Direct Financial Support, Access to Male-Dominated Jobs, and Investing in Child Care Can Increase Women's Participation in Post-COVID Workforce, Says New Expert Consultation - National Academies of Sciences, Engineering, and Medicine
Over the course of the pandemic, 2.5 million women left the job market, compared with 1.8 million men. Mothers, Black and Hispanic women, low-income workers, workers without college-level education, and those in service occupations were highly affected by closures and economic shifts. Among mothers and fathers who kept their jobs, mothers bore a larger share of child care responsibilities — with 36 percent saying they had a lot of child care responsibilities on top of their paid employment while working from home, compared with only 16 percent of fathers. Added responsibilities and roles have led to increased burnout and stress and may have long-term effects on women’s career trajectories and mental health. In April 2020, close to half of all mothers of school-age children reported at least some symptoms of psychological distress.
Short-term Strategies to Address the Impact of the COVID-19 Pandemic on Women’s Workforce Participation outlines key actions for decision-makers to consider including in short-term recovery efforts to mitigate harm to women and increase women’s employment:
- Provide direct financial support for women and their families. Targeted and direct financial support to women who have lost their jobs or decreased their work hours can help address the economic costs of the pandemic, by helping families meet basic needs such as food and housing. Targeting cash incentives for women who wish to return to work could spur recovery.
- Promote women’s access to traditionally male-dominated jobs. State and local decision-makers can start investing in education, apprenticeships, and recruitment for women in jobs and sectors dominated by men — such as trades or construction. Women are underrepresented in these jobs, which are often well-paid.
- Introduce policies that support families. Policies such as paid family leave, flexible schedules, and remote work options can enable women with caregiving demands to continue or return to work in the short term. Research shows policies that reduce the unpredictability of work — such as requiring advance notice of shift scheduling or working late — can support women. Increased flexibility is also important for reducing the gender gap.

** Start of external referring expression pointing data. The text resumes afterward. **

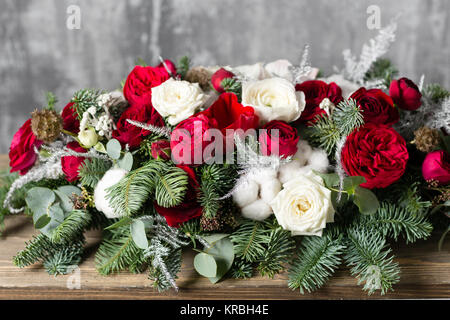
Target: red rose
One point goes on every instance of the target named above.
(230, 114)
(405, 94)
(70, 120)
(21, 153)
(376, 152)
(218, 77)
(191, 135)
(161, 150)
(129, 134)
(189, 209)
(377, 106)
(71, 164)
(436, 166)
(287, 139)
(141, 80)
(315, 91)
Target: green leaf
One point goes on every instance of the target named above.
(223, 253)
(366, 200)
(329, 179)
(122, 222)
(126, 162)
(205, 265)
(113, 148)
(350, 183)
(139, 235)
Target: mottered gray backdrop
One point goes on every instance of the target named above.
(39, 52)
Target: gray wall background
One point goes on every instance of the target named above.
(38, 53)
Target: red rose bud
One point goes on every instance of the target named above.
(22, 155)
(285, 139)
(376, 152)
(70, 120)
(436, 166)
(406, 94)
(161, 150)
(218, 77)
(377, 106)
(71, 164)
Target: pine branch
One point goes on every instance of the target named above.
(316, 262)
(393, 221)
(72, 227)
(85, 99)
(279, 250)
(64, 259)
(118, 252)
(248, 240)
(370, 259)
(92, 170)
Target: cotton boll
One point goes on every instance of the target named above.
(269, 190)
(319, 160)
(246, 193)
(258, 210)
(111, 177)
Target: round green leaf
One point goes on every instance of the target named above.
(113, 148)
(138, 233)
(205, 265)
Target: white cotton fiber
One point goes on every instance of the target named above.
(258, 210)
(269, 190)
(246, 193)
(110, 178)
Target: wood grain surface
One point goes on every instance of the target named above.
(425, 274)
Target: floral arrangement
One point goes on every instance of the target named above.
(258, 168)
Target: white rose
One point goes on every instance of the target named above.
(273, 99)
(110, 178)
(177, 100)
(304, 205)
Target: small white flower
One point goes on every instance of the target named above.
(273, 99)
(111, 177)
(304, 205)
(177, 100)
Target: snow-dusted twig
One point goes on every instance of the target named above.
(163, 131)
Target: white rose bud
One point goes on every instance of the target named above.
(273, 99)
(110, 178)
(304, 205)
(88, 137)
(177, 100)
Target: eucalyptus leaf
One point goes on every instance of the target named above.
(126, 162)
(366, 200)
(205, 265)
(138, 234)
(113, 149)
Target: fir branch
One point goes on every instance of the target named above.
(85, 99)
(72, 227)
(92, 170)
(392, 221)
(316, 262)
(369, 257)
(63, 260)
(171, 187)
(118, 252)
(248, 240)
(280, 247)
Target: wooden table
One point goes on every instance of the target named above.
(425, 274)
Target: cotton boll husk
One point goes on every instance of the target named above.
(246, 192)
(318, 160)
(269, 190)
(111, 177)
(257, 210)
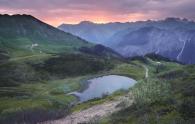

- Invest in the child care system. The pandemic forced many child care providers to temporarily or permanently close. Because the majority of the child care workforce are women, increasing child care spending subsidies to boost compensation for child care workers can boost women’s employment and remove barriers for mothers reentering the workforce.
- Provide access to mental health services. Mental health support can help employees who have suffered significant stress and disruption caused by the pandemic, and may assist in the retention of women workers considering dropping out of the labor market due to COVID-19-related impacts.
- Invest in workforce development and education. Workforce development programs can boost remote or telework skills, give women the opportunity to change professions, or enable women to gain new skills while they work, bolstering short-term economic recovery efforts.
Undertaken by the Societal Experts Action Network, Short-term Strategies to Address the Impact of the COVID-19 Pandemic on Women’s Workforce Participation was sponsored by the National Science Foundation and the Alfred P. Sloan Foundation.
The National Academies are a private, nonprofit institutions that provide independent, objective analysis and advice to the nation to solve complex problems and inform public policy decisions related to science, technology, and medicine. They operate under an 1863 congressional charter to the National Academy of Sciences, signed by President Lincoln.